"View training and testing errors in RapidMiner"

rajanmrajanm Member Posts: 4 Contributor I
edited May 2019 in Help
Hi,

While training a neural net, it is important not to under or over train it. Is there any way, we can see the trend of testing and training errors. This way, the no of iterations can be stopped when the errors reach a right point.

Thanks.
Tagged:

Answers

  • IngoRMIngoRM Administrator, Moderator, Employee, RapidMiner Certified Analyst, RapidMiner Certified Expert, Community Manager, RMResearcher, Member, University Professor Posts: 1,751 RM Founder
    Hello,

    yet, this is possible. Combine an evaluation methode like cross validation with the neural network learner as learning scheme and put it inside of a parameter optimization operator (e.g. the GridParameterOptimization) and let it optimize for the testing error (delivered by the cross validation).

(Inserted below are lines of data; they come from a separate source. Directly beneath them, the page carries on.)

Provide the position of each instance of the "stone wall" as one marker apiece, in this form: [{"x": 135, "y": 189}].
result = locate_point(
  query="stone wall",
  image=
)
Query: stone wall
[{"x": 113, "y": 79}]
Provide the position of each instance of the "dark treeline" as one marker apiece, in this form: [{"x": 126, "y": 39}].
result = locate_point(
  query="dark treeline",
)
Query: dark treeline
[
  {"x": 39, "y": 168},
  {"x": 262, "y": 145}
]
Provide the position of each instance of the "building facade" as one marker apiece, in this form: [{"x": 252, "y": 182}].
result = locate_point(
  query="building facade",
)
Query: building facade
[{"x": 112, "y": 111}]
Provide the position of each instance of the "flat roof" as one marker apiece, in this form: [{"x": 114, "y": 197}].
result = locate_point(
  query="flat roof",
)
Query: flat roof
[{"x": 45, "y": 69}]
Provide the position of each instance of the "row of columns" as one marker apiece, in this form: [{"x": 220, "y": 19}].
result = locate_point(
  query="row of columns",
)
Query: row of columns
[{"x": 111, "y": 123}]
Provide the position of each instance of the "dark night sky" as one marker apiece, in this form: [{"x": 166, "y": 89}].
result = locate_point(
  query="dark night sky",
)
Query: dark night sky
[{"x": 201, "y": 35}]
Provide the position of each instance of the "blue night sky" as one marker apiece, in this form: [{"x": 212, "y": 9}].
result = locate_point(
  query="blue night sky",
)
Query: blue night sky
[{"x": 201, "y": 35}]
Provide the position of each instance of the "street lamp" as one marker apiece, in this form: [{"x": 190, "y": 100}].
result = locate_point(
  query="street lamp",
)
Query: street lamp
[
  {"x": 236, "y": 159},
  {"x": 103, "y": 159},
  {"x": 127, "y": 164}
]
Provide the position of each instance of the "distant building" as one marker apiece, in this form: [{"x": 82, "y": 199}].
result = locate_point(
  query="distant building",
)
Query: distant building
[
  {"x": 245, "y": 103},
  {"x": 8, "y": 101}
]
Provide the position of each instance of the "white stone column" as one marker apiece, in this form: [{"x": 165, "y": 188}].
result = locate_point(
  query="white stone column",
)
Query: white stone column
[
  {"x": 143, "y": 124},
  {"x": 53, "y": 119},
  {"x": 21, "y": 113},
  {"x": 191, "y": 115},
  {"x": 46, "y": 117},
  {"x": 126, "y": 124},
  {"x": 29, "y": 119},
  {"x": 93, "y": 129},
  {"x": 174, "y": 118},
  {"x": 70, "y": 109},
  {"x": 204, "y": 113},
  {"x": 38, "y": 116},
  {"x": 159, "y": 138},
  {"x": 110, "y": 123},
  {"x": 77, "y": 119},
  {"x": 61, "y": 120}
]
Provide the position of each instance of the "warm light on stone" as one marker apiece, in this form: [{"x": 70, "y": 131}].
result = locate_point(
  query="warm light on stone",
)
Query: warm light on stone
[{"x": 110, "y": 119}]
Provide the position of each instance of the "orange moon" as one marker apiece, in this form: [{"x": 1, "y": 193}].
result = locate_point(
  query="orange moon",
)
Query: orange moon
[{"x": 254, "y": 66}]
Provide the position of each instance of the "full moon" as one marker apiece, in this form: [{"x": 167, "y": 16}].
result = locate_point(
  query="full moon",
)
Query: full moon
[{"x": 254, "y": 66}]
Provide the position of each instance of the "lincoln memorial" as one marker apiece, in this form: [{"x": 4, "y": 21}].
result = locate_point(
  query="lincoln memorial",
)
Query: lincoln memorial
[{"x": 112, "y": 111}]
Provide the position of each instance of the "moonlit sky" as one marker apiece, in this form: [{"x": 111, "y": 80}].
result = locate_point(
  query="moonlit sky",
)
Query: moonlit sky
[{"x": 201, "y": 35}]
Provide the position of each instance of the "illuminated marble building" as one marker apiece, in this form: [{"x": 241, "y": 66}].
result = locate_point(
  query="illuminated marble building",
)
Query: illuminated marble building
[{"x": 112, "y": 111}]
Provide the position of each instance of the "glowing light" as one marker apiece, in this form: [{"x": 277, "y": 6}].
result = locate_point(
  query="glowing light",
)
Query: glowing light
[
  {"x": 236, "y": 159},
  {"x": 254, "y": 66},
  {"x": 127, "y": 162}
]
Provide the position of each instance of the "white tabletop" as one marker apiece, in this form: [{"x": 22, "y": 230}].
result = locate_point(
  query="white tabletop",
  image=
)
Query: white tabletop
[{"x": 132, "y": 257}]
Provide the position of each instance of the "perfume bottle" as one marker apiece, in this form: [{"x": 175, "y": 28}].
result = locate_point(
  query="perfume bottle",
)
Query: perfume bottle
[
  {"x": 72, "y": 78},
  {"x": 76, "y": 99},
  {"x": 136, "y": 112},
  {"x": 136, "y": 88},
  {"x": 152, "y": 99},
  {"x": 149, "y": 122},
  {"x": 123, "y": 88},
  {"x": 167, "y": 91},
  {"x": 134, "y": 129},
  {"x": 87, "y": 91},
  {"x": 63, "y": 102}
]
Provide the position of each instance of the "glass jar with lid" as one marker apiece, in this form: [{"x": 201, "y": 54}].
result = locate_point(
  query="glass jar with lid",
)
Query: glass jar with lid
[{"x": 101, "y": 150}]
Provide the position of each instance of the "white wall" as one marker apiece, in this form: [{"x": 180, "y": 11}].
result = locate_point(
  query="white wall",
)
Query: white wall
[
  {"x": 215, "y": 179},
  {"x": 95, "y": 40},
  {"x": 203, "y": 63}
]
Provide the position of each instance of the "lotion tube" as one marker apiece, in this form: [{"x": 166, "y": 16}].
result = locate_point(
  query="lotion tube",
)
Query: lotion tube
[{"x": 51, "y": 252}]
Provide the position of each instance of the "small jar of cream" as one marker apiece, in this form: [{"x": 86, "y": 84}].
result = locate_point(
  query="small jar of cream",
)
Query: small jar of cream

    Optimizing the training errors does not make any sense at all and I do not get why so many "neural network followers" are so eager for optimizing the training error. That actually is already done by the neural network itself and is exactly the reason why neural networks are so likely to overfit.

    Cheers,
    Ingo
  • rajanmrajanm Member Posts: 4 Contributor I
    Hi Ingo,

    Thanks for the reply. I will try it out.

    As I had mentioned, I wanted to see the trend of errors in training a neural net. I think it is useful to see local minimas in the trend so that one knows how many time to train the net.

    I have used the cross validatin to train and validate th net. However, how do I know when to stop training the net to avoid things like overfitting.

    Thanks.
  • tektek Member Posts: 19 Contributor II
    Hi,

    actually that is a quite interesting question and I wonder if RM provides this function?

    The goal would be to get a graph that plots Training- and Testing-Error over (f.e.) number of neurons.
    In  Tan, P.-N.; Steinbach, M.; Kumar, V.: Introduction to Data Mining. 2006, they made a pretty good example about that with a decision tree (they used the number of nodes for optimization).
    As the numb er of nodes in the decision tree increases, the tree will have fewer tralnmg and test errors. However, once the tree becomes too large, its test error begins to increase even though its training error rate continues to decrease. This phenomenon is known as model overfitting.
    This picture is taken from wiki. I suppose the red line would be the test error and the blue line the training error:
    image

    Can RM generate such a graph?
  • haddockhaddock Member Posts: 849 Maven
    Hi there,

    Yes this is possible, Log the performances, and the parameters, then switch the Log to Data, and use the Plot view to get the graph.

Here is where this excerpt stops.